The Chondral Tissue and PRP. Theory to Support the Use

Marcus Vinicius Danieli*

Department of Knee Surgery, UNIORT.E Hospital, Brazil

*Corresponding author: Marcus Vinicius Danieli, MD, PHD, Department of Knee Surgery, UNIORT.E Hospital, Av Higienópolis 2600, Guanabara, Londrina, Paraná, Brazil, Tel: 86050-482, E-mail:
J Musculoskelet Disord Treat, JMDT-2-020, (Volume 2, Issue 3), Short Review
Received: June 07, 2016; Accepted: September 09, 2016; Published: September 12, 2016
Citation: Danieli MV (2016) The Chondral Tissue and PRP. Theory to Support the Use. J Musculoskelet Disord Treat 2:020.
Copyright: © 2016 Danieli MV. This is an open-access article distributed under the terms of the Creative Commons Attribution License, which permits unrestricted use, distribution, and reproduction in any medium, provided the original author and source are credited.

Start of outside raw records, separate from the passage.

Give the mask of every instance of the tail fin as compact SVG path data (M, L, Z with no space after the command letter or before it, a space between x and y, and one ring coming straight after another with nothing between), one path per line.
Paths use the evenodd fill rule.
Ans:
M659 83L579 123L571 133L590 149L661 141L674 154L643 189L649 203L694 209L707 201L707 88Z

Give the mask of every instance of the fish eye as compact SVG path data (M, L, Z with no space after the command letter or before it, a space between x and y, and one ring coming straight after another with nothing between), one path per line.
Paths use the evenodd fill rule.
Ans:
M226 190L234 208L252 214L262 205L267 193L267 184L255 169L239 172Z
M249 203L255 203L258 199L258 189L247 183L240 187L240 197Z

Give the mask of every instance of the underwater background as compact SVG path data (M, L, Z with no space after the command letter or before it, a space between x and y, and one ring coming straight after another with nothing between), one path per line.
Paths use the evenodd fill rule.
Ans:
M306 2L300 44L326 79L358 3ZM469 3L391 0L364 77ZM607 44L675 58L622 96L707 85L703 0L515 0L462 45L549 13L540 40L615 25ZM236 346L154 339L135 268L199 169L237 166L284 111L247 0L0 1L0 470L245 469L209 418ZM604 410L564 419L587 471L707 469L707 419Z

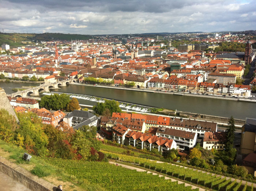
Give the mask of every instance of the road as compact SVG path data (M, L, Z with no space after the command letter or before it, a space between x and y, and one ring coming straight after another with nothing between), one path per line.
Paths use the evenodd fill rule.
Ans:
M120 166L121 167L122 167L128 168L128 169L131 169L131 170L136 170L136 171L137 171L138 172L147 172L147 173L152 173L153 175L158 175L158 174L157 174L156 173L154 173L152 172L151 171L146 171L146 170L143 170L143 169L142 169L141 168L138 168L134 167L131 167L131 166L128 166L128 165L125 165L124 164L120 164L120 163L114 163L113 162L111 162L110 161L109 162L109 163L110 164L114 164L115 165L116 165L116 164L117 164L118 166ZM199 188L199 190L200 191L204 191L204 190L205 190L204 189L203 189L203 188L199 188L199 187L197 187L194 186L193 185L192 185L191 184L188 184L187 183L185 183L182 182L181 181L177 180L175 180L175 179L173 179L170 178L167 176L164 176L160 175L159 175L159 177L161 177L162 176L164 176L165 177L165 179L166 180L171 179L172 182L177 181L178 184L180 184L185 183L185 186L191 186L192 187L192 188L193 189Z
M20 182L11 178L10 176L0 172L0 188L3 191L31 191Z
M253 73L253 71L255 70L255 63L256 63L256 58L255 58L254 60L252 62L251 66L250 69L249 69L249 72L248 73L246 76L245 76L243 78L243 79L245 80L243 84L244 85L249 85L250 83L252 81L250 79L252 76L252 74ZM256 99L256 98L255 98Z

The hyaline cartilage structure is very complex, with few cells, and without blood and lymphatic vessels or nerves. This makes the healing potential very limited. Knee cartilage injuries are very common, and its treatment is a major challenge. Surgical options available nowadays like chondroplasty, microfractures, mosaicplasty and autologous chondrocyte transplantation still doesn't have satisfactory results, mainly in long term. Platelet-Rich Plasma (PRP) has been used in orthopedics since the 90's in order to stimulate tissue healing, because of its potential to concentrate platelet derived growth factors in the target place. The goal of the PRP application is to stimulate a better healing environment. PRP has been used in cartilage to treat osteoarthritis and to support treatment techniques for chondral injuries. However, the literature is still doubtful regarding the surgical results with PRP application.

Chondral Tissue Structure

The hyaline cartilage covers the joint's surfaces and has the ability to support intense and repeated compression and tensile forces. This complex tissue has the function of providing a flat surface with low friction, shock absorption, and reduce the peak pressure of the subchondral bone. Consists of chondrocytes and the extracellular matrix [1,2].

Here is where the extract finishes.